South Africa

TRIBUTE

Gerald Friedman, Western Cape’s truly great Judge President

Gerald Friedman, Western Cape’s truly great Judge President
Photos of Gerald Friedman from his family's photo album. (Photos: Supplied)

Gerald Friedman died last week, shortly before his 95 birthday. Many readers may not have known of Judge Friedman in that he retired as Judge President of the Western Cape High Court in 1998. However, he deserves to be known widely because he was a fine judge and a truly great Judge President.

As someone privileged to have served under Western Cape Judge President Gerald Friedman’s leadership, albeit for too short a time, I can testify to his superb mentorship and thoughtful and extremely efficient judicial leadership. He was a possessor of a clear vision during the 1990s of the imperative of the transformation of the Bench to ensure demographic representivity of a judiciary which would be capable of meeting the profound legal challenges that awaited it in the newly minted democracy.

Graduating from UCT in 1949, Friedman was called to the Bar, where he built a successful practice, particularly in commercial and administrative law.
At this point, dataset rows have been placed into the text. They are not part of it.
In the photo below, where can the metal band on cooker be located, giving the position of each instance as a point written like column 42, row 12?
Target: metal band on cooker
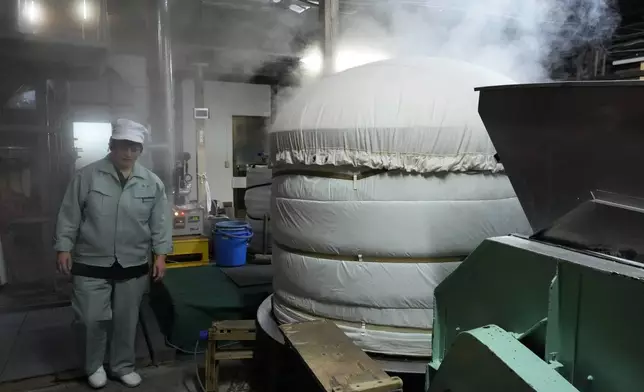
column 371, row 259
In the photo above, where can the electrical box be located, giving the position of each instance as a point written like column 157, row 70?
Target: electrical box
column 202, row 113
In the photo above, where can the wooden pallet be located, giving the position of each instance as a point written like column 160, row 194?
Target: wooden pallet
column 337, row 364
column 226, row 331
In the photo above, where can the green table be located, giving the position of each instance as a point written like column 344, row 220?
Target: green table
column 191, row 298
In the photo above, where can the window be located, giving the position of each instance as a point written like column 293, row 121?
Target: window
column 91, row 141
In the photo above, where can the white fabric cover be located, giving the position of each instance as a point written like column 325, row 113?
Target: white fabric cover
column 416, row 114
column 443, row 194
column 258, row 203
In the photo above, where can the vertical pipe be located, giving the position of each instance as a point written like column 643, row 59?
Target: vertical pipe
column 164, row 46
column 200, row 124
column 329, row 14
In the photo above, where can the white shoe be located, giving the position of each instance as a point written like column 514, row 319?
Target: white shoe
column 131, row 380
column 98, row 379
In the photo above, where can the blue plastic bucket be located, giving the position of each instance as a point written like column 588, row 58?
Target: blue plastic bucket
column 231, row 243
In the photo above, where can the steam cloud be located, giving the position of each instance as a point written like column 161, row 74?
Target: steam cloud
column 521, row 39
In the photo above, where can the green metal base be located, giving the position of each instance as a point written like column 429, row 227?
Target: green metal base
column 491, row 359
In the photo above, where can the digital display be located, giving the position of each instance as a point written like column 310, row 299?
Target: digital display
column 179, row 223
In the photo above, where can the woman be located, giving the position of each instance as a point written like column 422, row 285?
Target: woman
column 114, row 212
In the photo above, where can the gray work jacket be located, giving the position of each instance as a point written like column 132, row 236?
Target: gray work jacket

In 1977, he was appointed a judge of the then Cape Province Supreme Court, where he served until 1990, when he was elevated to the Appellate Division. 
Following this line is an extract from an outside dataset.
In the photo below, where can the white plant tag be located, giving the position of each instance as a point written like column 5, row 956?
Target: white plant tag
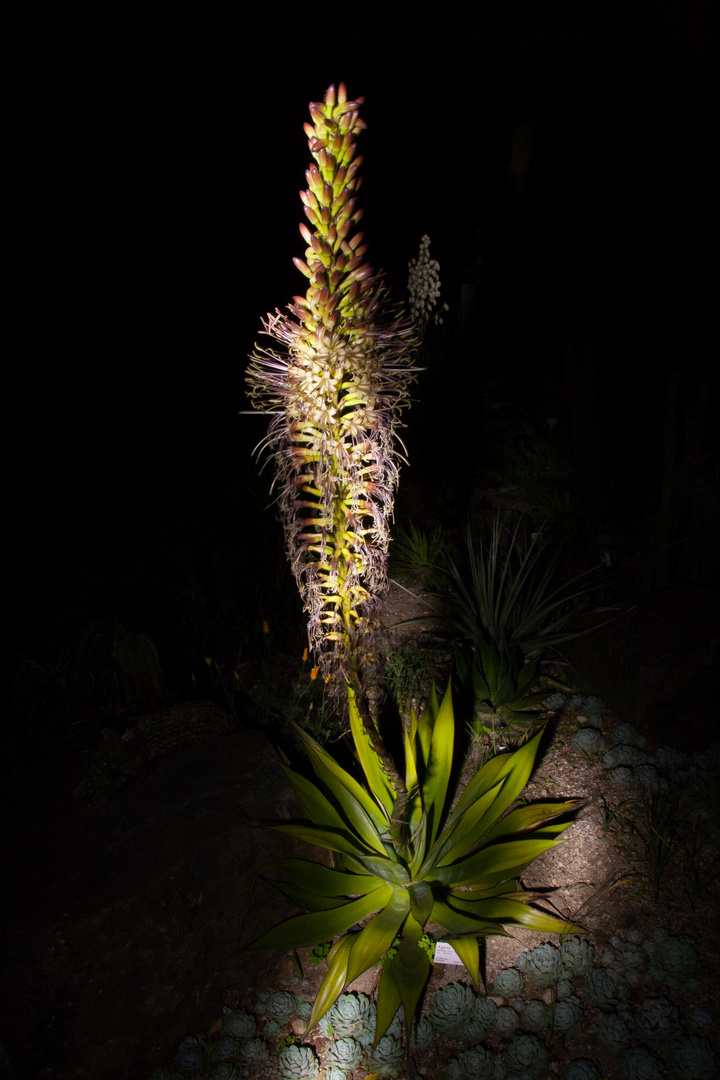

To the great fortune of the Cape Supreme Court, he returned there in 1992 to become Judge President where the approach he adopted to the leadership of an important institution was in marked contrast to the apartheid apparatchik who had been the previous Judge President for a long time, one George Munnik.

By then, Friedman’s judicial quality was luminously illustrated in the pages of the South African Law Reports. Arguably the finest example was his dissent in Omar v Minister of Law and Order (1986(3) SA 306 (C)). South Africa was in what seemed at the time to be the interminable darkness of PW Botha’s regime and continuous states of emergency. 

Regulations issued under the Public Safety Act had sanctioned detention without trial, denial of access by detainees to a lawyer and no provision of any reasons for the detention or a right to be heard. In a South African equivalent of Lord Atkin’s famous dissent in Liversidge v Anderson, Judge Friedman adopted the approach that, unless expressly ousted, a detainee’s rights remained intact. 

Needless to say, he was in the minority of one. Not only did his colleagues Munnik and Werner Vivier adopt a pro-executive approach but a Full Bench of the Transvaal Provincial Division lamentably failed to follow Friedman, as did the Appellate Division; indeed going so far as to indirectly proclaim martial law.

Friedman’s minority represented the conduct of the model judge, Ronald Dworkin’s Hercules: writing with clarity and forensic accuracy to promote law’s integrity while showing the courage to preserve the rule of law where all his colleagues headed for the authoritarian hills.

In far less contentious terrain, Friedman also showed, in Solaglass Finance Company v CIR, 1990, great insight into the intricacies of tax law where he penned a minority judgment concerning the deductibility for income tax purposes of certain claimed losses. His judgment reveals a masterful exposition of tax law of a kind not seen these days. It represents an unostentatious, carefully well-reasoned judgment with the employment of comparative law only when necessary which should serve as a model of appellate judicial writing.

But it was as the Judge President that Friedman truly was a model for judicial leadership. There can surely not have been a better Judge President. He built a collegial Bench, never shying away from hearing cases, whether it be a complex matter or being a judge in the unopposed court. He had a fine idea of every case allocated to his judges and he was generous in the extreme to young inexperienced judges. I can personally testify to his generosity in helping me by way of his vast experience of the law, thereby transferring knowledge to the next generation.

I can do no better in tribute than to express the hope that the Judicial Service Commission examines the record of Judge President Friedman when it compiles and applies criteria for the appointment of Judges President. All too often we forget it is the quieter people in our community who achieve far more than the self-promoters ever do. Judge Friedman deserves to be remembered for the depth of his contribution to the law. DM 

Dennis Davis is a retired Judge President of the Competition Appeal Court.